Namun, pada kenyataannya Indonesia masih sama sekali belum siap. Menurut data dari WHO, Indonesia yang memiliki populasi total 260 juta jiwa hanya memiliki 321.544 rumah sakit. Angka ini sama dengan 12 ranjang per 10.000 orang. Jumlah dokter di Indonesia juga begitu sedikit, hanya empat dokter per 10.000 orang di tahun 2017. Saat ini, tim medis di Indonesia menghadapi risiko penularan yang sangat tinggi akibat kelangkaan alat perlindungan diri (APD). Seharusnya, hal ini tidak boleh luput saat pemerintah mengklaim sudah siap dengan 100 rumah sakit rujukan.

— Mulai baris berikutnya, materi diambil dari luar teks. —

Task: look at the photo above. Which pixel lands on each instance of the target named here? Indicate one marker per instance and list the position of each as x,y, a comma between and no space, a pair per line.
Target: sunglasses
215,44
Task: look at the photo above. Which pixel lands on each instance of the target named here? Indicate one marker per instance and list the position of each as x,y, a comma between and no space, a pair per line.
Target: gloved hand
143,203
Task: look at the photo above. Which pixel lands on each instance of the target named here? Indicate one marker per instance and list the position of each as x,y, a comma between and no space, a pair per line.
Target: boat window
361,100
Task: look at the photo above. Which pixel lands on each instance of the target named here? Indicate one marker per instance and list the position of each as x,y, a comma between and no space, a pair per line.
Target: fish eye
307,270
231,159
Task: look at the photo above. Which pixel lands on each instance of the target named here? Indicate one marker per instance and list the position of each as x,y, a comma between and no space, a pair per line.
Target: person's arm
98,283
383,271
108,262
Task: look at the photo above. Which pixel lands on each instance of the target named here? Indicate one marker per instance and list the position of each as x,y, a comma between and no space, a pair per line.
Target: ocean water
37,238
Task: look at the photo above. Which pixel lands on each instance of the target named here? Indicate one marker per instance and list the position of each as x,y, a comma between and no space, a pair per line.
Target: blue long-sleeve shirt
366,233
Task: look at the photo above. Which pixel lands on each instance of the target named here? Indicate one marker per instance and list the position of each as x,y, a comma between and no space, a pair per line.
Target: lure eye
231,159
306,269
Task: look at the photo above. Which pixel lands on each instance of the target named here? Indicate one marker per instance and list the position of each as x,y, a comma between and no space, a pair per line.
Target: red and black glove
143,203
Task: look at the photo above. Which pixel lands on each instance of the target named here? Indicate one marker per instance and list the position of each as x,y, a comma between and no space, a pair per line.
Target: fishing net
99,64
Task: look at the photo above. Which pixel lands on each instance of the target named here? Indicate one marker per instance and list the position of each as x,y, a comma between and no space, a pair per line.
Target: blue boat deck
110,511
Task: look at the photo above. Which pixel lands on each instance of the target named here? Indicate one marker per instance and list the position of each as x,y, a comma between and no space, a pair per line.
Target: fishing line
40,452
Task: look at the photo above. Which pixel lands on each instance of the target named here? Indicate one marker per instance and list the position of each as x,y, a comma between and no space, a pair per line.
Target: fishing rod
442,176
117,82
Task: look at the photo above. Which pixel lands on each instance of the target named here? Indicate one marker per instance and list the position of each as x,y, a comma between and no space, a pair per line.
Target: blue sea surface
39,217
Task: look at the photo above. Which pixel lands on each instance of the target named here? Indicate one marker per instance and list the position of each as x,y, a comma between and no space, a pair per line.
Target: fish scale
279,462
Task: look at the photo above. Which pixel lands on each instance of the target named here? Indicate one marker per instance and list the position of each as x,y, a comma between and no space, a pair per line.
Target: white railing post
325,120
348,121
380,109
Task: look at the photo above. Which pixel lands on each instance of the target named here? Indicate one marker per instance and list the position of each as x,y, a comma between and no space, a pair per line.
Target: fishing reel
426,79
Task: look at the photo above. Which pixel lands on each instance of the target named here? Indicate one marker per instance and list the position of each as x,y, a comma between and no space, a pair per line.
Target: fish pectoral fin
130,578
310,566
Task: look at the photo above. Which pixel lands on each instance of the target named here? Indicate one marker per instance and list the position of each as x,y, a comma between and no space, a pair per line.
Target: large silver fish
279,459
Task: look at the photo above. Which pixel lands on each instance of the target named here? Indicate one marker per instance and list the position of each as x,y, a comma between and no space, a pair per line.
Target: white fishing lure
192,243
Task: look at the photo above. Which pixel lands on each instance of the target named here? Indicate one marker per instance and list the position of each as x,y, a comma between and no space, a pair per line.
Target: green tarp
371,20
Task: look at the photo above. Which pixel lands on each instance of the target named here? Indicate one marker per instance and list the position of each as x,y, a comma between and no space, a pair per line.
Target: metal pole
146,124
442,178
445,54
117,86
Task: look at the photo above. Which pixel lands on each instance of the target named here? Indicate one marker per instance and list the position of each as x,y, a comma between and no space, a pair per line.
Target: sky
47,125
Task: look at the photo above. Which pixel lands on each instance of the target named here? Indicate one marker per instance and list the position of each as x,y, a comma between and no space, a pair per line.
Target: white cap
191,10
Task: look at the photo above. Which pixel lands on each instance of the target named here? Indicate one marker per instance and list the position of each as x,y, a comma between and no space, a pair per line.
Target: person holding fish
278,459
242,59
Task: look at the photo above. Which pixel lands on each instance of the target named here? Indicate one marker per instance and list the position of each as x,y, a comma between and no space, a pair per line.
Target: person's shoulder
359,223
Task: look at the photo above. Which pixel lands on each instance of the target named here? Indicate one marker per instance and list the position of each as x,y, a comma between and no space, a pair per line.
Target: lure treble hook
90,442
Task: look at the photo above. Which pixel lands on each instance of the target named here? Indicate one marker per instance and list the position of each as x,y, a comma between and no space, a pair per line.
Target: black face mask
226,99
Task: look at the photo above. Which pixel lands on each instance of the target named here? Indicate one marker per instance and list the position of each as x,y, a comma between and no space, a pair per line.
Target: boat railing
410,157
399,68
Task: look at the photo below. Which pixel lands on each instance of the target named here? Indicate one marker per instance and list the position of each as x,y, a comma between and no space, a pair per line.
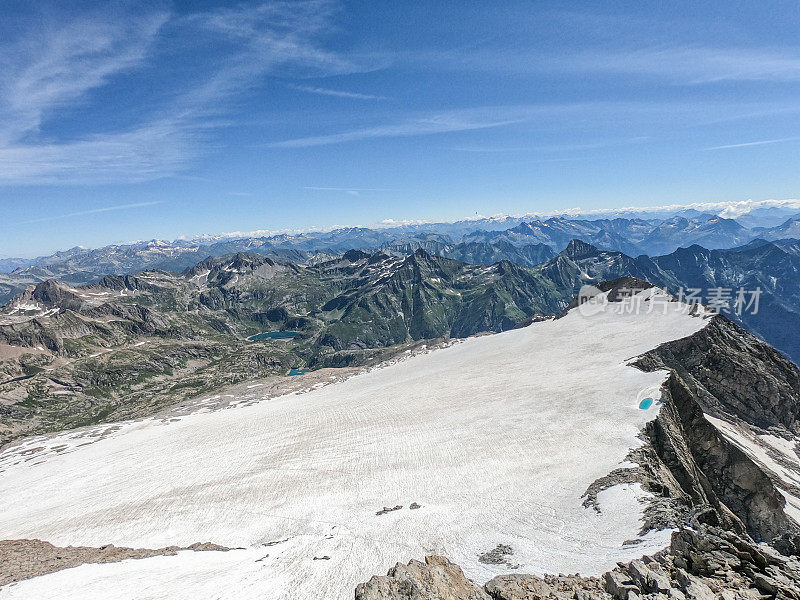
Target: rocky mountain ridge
733,538
484,241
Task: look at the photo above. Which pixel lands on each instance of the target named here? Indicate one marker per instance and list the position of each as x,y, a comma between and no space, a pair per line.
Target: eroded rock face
703,562
435,579
717,497
730,371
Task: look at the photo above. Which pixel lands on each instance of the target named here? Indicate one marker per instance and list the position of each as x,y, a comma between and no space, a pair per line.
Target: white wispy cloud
757,143
93,211
336,93
688,64
59,63
442,122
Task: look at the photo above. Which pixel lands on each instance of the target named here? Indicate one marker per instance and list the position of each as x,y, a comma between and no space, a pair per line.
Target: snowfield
496,437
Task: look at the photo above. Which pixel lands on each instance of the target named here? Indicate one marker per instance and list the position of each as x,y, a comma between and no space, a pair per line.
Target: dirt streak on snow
496,437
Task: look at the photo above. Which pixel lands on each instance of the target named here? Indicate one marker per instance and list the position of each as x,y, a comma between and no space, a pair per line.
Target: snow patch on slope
496,437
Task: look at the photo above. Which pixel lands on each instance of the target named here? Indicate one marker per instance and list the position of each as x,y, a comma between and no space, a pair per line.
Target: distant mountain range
485,241
104,349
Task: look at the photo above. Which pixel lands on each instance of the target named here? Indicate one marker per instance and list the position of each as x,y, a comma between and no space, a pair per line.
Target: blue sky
136,120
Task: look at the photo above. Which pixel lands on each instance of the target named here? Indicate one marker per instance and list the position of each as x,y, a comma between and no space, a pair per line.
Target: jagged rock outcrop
723,504
703,562
435,579
731,371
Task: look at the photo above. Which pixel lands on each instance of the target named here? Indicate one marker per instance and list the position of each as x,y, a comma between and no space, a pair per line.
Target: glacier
496,437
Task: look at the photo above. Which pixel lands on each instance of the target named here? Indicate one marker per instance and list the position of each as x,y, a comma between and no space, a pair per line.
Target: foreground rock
705,563
23,559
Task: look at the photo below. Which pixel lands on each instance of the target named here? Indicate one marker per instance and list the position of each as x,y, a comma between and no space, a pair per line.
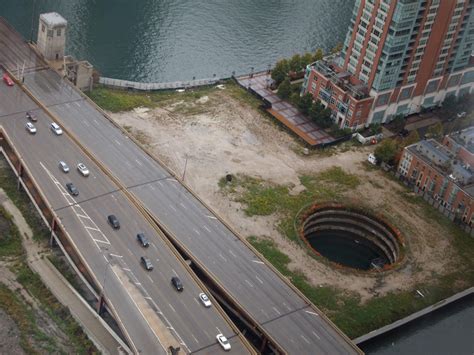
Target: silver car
83,169
63,166
30,127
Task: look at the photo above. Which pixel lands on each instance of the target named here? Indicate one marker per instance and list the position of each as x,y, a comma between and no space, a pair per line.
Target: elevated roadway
275,307
152,314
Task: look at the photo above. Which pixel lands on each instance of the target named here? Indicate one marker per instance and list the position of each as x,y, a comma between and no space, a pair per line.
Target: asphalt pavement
146,304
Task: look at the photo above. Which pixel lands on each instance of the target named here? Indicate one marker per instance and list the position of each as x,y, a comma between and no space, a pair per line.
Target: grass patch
347,311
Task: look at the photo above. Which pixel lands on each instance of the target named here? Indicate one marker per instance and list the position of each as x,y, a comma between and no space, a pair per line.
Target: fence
133,85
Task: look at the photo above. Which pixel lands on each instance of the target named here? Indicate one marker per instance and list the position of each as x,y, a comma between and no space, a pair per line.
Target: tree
280,72
305,103
284,89
386,151
318,55
412,138
436,131
295,63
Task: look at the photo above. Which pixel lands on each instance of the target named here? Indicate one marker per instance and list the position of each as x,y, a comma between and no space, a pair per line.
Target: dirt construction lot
207,136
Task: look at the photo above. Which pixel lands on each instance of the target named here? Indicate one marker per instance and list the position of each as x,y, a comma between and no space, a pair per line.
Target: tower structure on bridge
399,57
52,36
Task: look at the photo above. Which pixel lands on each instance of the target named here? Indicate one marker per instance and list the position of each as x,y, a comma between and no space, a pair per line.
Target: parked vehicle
143,240
176,282
146,263
205,300
222,340
113,221
72,189
8,80
56,129
83,169
372,159
63,166
30,127
31,116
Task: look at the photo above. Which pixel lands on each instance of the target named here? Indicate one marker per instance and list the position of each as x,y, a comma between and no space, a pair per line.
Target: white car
205,300
63,166
56,129
223,341
83,169
30,127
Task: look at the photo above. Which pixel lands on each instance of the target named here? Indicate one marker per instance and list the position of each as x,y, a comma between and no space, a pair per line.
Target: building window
382,100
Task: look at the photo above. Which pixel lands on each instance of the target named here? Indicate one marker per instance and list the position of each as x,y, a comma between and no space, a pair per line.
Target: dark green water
168,40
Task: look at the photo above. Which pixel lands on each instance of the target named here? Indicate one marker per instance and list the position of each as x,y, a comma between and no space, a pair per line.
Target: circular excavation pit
352,237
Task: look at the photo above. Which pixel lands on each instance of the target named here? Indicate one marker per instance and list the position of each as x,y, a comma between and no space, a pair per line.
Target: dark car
113,221
146,263
31,116
72,189
176,282
143,240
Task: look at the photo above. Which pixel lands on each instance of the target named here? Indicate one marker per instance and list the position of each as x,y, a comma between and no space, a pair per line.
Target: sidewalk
94,326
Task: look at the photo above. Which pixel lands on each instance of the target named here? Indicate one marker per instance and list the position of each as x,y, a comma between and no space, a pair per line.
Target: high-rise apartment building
399,56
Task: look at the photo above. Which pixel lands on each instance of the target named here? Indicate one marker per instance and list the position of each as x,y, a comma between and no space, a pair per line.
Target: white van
56,129
372,159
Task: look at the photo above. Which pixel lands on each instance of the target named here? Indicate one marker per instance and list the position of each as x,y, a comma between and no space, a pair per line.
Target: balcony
329,67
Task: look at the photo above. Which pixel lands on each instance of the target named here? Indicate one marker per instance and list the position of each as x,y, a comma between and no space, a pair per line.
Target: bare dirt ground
231,137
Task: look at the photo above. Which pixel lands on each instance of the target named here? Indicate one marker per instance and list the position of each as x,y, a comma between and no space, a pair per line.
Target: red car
8,80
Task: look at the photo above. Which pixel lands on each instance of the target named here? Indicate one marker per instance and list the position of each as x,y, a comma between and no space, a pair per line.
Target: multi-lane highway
148,307
277,308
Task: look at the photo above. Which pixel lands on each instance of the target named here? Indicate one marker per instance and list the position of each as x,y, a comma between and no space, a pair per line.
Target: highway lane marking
100,241
304,338
316,335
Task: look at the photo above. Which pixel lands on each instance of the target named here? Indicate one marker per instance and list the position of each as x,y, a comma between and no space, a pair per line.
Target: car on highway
56,129
223,342
113,221
31,116
30,127
83,169
205,300
143,240
8,80
176,282
63,166
146,263
72,189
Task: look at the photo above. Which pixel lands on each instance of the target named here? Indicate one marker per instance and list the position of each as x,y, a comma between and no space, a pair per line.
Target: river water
168,40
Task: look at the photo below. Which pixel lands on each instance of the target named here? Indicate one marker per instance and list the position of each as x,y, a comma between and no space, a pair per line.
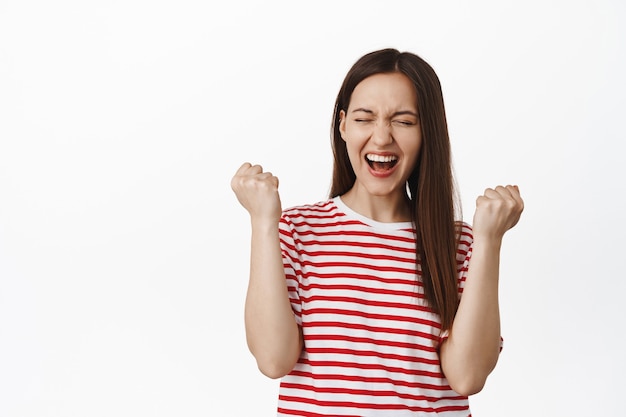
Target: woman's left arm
471,350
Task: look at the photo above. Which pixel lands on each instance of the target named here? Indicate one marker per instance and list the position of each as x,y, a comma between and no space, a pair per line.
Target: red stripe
358,288
378,342
373,380
374,329
365,302
373,316
339,390
371,353
360,405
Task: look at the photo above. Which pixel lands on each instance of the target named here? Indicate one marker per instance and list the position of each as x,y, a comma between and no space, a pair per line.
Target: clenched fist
497,210
257,191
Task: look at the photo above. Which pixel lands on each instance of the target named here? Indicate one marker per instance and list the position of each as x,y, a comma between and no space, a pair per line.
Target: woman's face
382,132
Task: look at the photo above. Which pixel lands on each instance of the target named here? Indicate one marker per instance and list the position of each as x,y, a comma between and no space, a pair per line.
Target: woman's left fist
497,210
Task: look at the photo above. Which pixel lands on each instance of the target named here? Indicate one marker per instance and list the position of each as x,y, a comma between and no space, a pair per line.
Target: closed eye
404,122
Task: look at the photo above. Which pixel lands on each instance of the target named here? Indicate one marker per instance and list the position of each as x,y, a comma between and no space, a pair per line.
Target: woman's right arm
273,335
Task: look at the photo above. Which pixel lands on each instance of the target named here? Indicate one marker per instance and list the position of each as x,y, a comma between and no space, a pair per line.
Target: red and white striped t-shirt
370,341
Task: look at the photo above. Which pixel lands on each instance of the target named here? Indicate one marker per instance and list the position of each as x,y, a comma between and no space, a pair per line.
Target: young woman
377,301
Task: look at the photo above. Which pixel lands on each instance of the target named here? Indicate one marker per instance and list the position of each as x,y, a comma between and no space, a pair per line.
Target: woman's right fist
257,191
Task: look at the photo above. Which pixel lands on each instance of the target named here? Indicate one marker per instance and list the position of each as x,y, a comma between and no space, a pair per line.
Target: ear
342,124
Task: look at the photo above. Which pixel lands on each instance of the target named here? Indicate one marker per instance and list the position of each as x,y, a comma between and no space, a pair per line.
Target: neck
385,209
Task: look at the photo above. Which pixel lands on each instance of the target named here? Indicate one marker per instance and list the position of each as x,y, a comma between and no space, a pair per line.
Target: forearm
471,351
272,332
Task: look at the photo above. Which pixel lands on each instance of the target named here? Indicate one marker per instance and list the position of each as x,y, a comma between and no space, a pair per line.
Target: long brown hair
431,185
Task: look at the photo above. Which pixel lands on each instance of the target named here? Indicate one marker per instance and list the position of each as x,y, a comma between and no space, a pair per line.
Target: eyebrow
398,113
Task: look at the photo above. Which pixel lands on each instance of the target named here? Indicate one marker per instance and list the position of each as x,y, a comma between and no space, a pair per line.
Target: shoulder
310,212
465,239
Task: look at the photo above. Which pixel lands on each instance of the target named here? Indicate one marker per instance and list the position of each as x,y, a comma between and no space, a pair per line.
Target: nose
381,135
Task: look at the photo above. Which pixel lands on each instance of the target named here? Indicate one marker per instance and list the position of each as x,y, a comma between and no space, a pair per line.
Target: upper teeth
380,158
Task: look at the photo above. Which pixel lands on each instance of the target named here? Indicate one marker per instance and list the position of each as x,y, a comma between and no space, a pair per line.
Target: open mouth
381,163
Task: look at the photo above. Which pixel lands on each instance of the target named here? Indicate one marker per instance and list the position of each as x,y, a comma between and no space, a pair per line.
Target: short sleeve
291,264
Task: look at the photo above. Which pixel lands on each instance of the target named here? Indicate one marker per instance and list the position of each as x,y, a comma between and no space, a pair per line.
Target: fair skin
383,137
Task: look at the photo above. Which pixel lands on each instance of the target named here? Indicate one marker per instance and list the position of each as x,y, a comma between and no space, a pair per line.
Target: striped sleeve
464,255
291,264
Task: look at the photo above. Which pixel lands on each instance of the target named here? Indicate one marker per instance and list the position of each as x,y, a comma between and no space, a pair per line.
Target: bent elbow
273,370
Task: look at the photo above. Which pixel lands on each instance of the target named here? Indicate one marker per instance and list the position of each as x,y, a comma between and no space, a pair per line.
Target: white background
123,251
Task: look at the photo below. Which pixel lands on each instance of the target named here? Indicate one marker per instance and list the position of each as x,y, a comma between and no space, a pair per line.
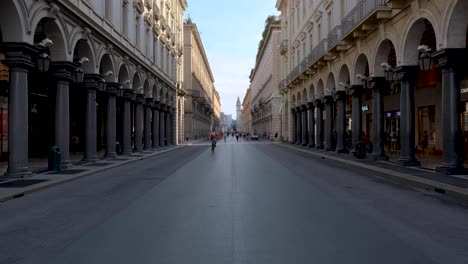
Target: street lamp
425,59
43,62
388,71
78,72
102,85
78,75
363,78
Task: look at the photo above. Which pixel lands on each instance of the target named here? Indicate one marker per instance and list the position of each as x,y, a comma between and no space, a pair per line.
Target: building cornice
75,13
194,29
273,27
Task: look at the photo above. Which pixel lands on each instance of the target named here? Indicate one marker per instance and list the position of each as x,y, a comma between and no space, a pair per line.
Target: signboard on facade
4,71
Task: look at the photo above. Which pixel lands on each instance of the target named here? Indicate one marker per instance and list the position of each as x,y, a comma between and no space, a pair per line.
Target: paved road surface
245,203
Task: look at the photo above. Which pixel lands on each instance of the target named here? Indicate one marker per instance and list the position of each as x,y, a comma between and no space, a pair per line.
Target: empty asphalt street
248,202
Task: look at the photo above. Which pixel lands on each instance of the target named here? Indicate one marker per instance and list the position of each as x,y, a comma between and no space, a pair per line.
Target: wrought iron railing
335,35
284,44
282,84
362,10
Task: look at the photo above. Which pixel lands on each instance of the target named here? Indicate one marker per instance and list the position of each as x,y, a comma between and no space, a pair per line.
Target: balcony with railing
284,46
282,84
335,36
364,17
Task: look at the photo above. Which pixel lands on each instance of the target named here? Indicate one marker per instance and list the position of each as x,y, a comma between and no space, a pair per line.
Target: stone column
304,125
328,102
162,129
91,83
62,72
156,125
356,126
407,75
111,125
298,126
319,106
147,124
311,123
127,122
340,97
140,98
294,125
19,58
451,61
168,125
379,86
173,126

Pemerintah juga tidak transparan dalam memberikan info persebaran wabah virus corona di Indonesia setelah pasien positif di Indonesia mulai bertambah. Alih-alih memberikan dan menunjukkan data tracking yang lengkap, Jokowi justru menjelaskan bahwa penanganan secara diam-diam memang disengaja agar warga tidak panik. Tidak heran, badan yang ditunjuk Jokowi dalam menangani wabah justru adalah BIN.
“Langkah-langkah serius telah kita ambil. Di saat yang bersamaan kita tidak ingin menciptakan rasa panik, tidak ingin menciptakan keresahan di tengah masyarakat. Oleh sebab itu dalam penanganan kita tidak bersuara, harus tetap tenang, dan berupaya keras menghadap ini,” kata Jokowi (13/3) seperti yang dikutip oleh CNN.
Sesuai dengan Pasal 154 ayat (1) UU No 36 tahun 2009 tentang Kesehatan, pemerintah wajib menetapkan dan mengumumkan jenis dan persebaran penyakit yang berpotensi menulat serta menyebutkan daerah yang dapat menjadi sumber penularan. Kenyataannya, pemeritah melakukan tracking secara tertutup dan menyatakan bahwa wabah ini tidak memiliki keterkaitan dengan daerah.
Bagaimana selanjutnya?
Di tengah kondisi penyebaran virus corona di Indonesia saat ini yang masih belum mendapatkan angka pasti (under reporting) akibat kekurangan alat tes, transparansi dan keseriusan dari pemerintah adalah satu dari banyak hal yang paling kita butuhkan. Pemberian informasi yang lengkap dengan cara komunikasi yang tepat akan membantu masyarakat memahami kondisi saat ini dengan lebih baik, sehingga bisa melakukan upaya pencegahan dengan lebih maksimal.